Art Direction + Design
Jesse Ligo


Nicole Best


Carlos Quinteros Jr.




David Torcivia

David is a colorist based in New York City who has worked on a number of music videos, movies, television, and documentaries. In his spare time, he can be found either shooting still photography, reading radical literature, or risking his life in unexplored caves. Follow him @davidtorcivia.


Last movie watched: Just rewatched Persona (1966) and highly recommend it.

Night in or night out: Night in

Spirit animal: Octopus

Celebrity crush: Marion Cotillard

Something on your bucket list: Camping under the aurora borealis for sure. 

Cynthia Kerson

Cynthia Kerson is an applied psychophysiologist and adjunct professor at Saybrook University, Dept. of Psychology. She also owns an international education program called APEd and until recently ran a small clinic in Northern California working with people with brain disregulations. She travels the globe teaching people to become certified in this unique and upcoming field.

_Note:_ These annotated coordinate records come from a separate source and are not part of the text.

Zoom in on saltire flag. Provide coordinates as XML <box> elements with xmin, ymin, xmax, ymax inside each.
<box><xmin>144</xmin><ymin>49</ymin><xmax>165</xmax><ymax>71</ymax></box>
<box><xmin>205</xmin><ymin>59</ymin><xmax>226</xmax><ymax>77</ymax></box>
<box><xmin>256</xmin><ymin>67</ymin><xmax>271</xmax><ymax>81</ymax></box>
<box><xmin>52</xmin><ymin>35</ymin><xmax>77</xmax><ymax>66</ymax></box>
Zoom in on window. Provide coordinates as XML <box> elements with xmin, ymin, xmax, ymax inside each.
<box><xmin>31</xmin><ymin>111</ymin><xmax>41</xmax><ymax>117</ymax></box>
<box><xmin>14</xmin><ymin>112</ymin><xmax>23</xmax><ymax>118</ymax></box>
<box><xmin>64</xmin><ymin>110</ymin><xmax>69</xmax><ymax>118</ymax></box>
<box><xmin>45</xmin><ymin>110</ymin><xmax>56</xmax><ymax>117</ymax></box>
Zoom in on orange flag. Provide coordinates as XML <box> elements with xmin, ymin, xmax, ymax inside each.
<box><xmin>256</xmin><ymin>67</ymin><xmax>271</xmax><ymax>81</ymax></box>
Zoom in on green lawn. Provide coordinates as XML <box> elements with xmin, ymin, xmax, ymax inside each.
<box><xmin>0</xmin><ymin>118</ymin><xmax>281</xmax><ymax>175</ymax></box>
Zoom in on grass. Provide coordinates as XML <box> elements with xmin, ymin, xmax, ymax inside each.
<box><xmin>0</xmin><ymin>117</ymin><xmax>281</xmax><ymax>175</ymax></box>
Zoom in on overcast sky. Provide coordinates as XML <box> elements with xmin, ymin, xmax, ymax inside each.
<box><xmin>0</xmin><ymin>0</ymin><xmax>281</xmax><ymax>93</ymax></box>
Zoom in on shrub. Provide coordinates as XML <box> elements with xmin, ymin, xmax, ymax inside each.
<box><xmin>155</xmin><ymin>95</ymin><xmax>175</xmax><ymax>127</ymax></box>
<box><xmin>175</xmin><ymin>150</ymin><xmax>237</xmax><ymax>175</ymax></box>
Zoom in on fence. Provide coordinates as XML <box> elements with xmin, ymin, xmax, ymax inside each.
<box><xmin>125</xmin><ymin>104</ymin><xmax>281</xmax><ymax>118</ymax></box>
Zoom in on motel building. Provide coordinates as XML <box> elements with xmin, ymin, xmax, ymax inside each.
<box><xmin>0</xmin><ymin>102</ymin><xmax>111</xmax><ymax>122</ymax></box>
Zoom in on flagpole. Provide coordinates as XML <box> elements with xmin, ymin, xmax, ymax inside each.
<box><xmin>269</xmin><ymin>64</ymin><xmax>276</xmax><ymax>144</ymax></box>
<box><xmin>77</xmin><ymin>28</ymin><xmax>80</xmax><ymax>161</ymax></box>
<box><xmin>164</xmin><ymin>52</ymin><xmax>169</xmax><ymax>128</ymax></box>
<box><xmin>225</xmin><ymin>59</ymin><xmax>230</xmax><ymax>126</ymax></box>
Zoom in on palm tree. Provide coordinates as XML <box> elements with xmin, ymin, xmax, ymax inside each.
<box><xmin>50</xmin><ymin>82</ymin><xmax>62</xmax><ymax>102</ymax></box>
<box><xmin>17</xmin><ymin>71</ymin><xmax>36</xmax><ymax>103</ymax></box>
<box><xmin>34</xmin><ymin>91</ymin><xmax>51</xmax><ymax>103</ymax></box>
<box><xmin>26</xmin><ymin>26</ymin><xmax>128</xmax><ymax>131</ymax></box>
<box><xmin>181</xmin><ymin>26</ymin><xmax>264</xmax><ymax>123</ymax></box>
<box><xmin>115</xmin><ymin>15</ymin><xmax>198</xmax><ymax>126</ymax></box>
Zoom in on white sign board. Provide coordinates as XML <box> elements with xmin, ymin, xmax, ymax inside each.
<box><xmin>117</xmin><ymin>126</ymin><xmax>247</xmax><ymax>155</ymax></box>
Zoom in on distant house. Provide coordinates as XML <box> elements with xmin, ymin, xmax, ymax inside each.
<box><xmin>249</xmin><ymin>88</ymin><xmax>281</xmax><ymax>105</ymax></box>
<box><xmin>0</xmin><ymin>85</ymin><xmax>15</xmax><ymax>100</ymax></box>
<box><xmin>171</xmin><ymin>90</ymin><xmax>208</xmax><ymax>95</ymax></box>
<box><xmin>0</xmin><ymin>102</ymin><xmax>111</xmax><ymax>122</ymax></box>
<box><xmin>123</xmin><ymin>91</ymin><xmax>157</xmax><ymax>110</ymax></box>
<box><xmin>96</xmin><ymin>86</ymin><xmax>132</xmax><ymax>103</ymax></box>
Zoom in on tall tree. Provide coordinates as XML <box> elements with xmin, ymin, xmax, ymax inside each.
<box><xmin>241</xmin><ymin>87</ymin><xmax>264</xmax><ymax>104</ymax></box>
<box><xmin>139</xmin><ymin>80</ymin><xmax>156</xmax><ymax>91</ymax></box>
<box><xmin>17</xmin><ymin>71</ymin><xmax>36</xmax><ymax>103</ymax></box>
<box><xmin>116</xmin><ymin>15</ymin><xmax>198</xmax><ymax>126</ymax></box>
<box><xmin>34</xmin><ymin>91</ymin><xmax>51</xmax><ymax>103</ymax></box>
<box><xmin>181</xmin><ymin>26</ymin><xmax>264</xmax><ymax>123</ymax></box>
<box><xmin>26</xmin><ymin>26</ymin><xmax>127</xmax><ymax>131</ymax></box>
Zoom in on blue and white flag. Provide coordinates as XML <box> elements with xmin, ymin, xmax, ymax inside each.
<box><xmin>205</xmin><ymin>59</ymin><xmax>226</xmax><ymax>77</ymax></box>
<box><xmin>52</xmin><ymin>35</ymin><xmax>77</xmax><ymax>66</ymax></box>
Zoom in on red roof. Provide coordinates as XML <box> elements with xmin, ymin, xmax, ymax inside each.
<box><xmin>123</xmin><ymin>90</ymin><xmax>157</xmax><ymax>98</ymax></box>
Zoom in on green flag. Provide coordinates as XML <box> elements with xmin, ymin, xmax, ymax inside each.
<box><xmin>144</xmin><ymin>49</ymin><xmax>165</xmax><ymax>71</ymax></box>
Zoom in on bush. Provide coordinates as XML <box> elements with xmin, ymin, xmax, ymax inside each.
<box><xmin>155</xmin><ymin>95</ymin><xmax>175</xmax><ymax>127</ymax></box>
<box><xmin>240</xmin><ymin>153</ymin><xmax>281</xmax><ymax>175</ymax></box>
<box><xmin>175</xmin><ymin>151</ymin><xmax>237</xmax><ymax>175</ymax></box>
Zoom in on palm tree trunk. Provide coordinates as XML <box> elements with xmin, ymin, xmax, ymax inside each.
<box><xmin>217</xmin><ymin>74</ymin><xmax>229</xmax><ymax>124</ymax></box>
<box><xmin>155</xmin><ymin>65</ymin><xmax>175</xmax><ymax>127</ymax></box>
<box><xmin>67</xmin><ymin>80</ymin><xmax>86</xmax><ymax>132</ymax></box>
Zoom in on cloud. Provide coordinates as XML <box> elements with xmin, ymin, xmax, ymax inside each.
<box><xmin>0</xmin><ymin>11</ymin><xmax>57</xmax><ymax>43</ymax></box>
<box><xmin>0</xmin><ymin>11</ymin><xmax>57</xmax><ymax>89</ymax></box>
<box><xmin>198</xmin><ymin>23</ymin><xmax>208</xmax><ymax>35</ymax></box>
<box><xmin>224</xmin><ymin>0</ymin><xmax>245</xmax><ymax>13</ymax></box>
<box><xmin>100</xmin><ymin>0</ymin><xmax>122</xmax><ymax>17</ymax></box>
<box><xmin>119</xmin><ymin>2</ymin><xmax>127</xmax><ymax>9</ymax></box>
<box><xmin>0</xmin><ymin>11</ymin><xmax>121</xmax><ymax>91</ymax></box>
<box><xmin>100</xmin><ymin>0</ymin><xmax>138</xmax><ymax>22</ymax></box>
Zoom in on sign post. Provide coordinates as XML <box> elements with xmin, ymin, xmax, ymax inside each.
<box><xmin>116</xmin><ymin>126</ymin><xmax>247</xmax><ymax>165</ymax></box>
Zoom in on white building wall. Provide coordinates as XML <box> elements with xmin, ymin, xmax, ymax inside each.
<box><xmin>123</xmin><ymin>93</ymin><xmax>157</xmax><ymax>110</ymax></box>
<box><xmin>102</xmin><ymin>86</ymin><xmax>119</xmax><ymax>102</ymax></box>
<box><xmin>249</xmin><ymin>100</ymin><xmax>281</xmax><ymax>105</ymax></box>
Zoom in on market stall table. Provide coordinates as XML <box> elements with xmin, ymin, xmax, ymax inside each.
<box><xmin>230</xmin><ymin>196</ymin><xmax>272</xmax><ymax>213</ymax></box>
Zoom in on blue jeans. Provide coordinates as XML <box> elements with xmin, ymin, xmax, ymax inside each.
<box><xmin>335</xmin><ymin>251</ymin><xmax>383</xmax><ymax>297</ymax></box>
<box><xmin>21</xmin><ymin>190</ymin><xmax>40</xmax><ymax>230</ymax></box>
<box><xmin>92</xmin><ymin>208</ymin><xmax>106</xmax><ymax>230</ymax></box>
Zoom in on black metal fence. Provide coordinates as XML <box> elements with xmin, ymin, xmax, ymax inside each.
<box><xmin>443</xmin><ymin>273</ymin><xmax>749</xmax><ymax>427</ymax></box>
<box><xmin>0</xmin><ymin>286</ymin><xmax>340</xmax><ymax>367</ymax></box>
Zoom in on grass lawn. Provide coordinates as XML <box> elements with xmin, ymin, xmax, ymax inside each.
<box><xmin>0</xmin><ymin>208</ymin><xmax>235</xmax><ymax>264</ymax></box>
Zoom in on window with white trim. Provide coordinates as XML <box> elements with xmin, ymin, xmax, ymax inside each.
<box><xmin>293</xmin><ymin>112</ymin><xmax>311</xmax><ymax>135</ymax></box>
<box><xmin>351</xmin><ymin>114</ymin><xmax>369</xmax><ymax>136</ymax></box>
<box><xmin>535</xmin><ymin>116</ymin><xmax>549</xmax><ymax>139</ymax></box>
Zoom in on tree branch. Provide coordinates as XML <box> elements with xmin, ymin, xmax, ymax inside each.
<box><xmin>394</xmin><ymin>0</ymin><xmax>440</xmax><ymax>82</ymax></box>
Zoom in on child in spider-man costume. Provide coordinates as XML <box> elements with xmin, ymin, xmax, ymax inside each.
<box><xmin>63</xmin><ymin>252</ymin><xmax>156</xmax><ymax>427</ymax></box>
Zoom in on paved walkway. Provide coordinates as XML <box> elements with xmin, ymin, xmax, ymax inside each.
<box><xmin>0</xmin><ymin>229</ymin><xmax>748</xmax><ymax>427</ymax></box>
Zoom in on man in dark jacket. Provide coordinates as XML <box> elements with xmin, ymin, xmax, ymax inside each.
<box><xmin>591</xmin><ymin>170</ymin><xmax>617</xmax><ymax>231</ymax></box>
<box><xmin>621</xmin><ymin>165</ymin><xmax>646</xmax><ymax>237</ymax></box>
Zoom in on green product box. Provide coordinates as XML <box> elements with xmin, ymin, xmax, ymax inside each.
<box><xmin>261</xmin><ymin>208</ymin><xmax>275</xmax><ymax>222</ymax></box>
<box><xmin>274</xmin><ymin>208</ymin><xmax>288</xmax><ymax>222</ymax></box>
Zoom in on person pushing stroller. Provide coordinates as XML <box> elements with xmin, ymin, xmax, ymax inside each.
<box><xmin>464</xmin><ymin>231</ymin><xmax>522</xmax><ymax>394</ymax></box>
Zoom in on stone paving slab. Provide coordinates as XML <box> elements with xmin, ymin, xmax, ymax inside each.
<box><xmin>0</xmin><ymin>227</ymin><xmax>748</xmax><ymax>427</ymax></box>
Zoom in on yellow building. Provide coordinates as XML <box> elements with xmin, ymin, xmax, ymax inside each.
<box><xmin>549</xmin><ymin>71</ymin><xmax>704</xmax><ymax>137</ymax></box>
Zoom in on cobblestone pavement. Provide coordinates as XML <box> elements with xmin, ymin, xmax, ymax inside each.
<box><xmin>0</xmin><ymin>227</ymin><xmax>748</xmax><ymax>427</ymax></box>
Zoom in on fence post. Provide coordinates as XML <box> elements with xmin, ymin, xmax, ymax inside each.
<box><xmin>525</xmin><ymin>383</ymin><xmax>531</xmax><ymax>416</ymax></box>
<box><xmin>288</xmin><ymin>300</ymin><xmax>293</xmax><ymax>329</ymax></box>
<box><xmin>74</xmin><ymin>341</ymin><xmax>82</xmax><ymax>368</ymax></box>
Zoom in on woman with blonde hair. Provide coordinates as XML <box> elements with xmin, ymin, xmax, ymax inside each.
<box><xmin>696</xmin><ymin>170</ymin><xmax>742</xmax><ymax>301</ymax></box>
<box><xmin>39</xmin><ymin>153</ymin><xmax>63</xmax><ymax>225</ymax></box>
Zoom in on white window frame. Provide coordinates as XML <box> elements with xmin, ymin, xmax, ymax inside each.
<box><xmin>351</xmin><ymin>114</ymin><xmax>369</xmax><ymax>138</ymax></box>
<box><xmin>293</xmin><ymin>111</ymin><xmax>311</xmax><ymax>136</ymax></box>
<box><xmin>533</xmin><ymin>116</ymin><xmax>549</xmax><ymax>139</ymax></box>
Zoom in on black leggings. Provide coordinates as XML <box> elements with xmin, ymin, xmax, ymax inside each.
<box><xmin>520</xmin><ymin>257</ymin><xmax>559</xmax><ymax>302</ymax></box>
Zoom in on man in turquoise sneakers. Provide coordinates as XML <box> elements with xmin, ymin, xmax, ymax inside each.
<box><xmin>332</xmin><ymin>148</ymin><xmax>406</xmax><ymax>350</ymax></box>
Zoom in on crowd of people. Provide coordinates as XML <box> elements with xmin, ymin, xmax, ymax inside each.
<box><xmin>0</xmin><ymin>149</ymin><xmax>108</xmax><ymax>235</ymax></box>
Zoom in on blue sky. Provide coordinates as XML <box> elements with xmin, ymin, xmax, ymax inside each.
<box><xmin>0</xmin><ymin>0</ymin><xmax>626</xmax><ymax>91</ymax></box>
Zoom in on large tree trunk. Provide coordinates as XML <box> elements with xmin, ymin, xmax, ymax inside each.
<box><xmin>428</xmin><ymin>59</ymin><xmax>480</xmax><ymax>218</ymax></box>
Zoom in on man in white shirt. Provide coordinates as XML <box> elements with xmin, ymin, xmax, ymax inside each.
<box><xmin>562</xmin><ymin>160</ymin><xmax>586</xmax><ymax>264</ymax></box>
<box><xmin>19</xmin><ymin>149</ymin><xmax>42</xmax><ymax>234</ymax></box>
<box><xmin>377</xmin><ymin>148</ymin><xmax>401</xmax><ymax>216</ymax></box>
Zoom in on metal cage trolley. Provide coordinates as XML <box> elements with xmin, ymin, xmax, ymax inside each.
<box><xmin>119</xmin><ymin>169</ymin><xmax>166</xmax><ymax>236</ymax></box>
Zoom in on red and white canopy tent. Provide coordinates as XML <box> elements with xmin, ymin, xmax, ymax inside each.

Drink of choice: Red, white or rosé. I live in Napa Valley, need I say more?

On your bucket list: Designing and living in my dream home (happening soon!)

Last movie watched: The Confirmation

Celebrity crush: Johnny Depp, hands down.



Swiss-based Punkt. is a design-led technology company. We make thoughtful consumer electronics that have everything you need and nothing you don’t so you can focus on the things that matter. Like, living.

Show to binge watch: Fawlty Towers

Most inspiring city: Stockholm

Guilty pleasure: Wine. But one shouldn't feel guilty for drinking wine.
Drink of choice: Espresso macchiato

Most addicting social network: Twitter



Jennifer Ritter

Jennifer Ritter is a strategic consultant for global beauty and lifestyle brands. Prior to launching her consultancy, Jennifer worked within the Creativity & Business Innovation department at the Estee Lauder Companies, where she launched DreamSpace, an integrative idea sharing company. 


Guilty pleasure: Vanderpump Rules, gummy candy, beauty products

Most inspiring city: What ever city I am in... I love to see new city's... but New York, LA (my current home), and Tokyo

Favorite throwback song: Keep Passing Me By by Pharcyde

Streaming on Netflix: Unbreakable Kimmy Schmit

Author to read: right now I am really into Brene Brown

Adam Hale


Adam Hale is an analogue collage artist based in London, England. He is known for creating artwork using images from discarded publications found on public transport. In early 2015 he began to share his work via the platform he named ‘The Daily Splice’ which soon amassed over 100,000 followers on Instagram. He has since collaborated with such names as Adidas, Christian Louboutin, French Connection and others across four continents.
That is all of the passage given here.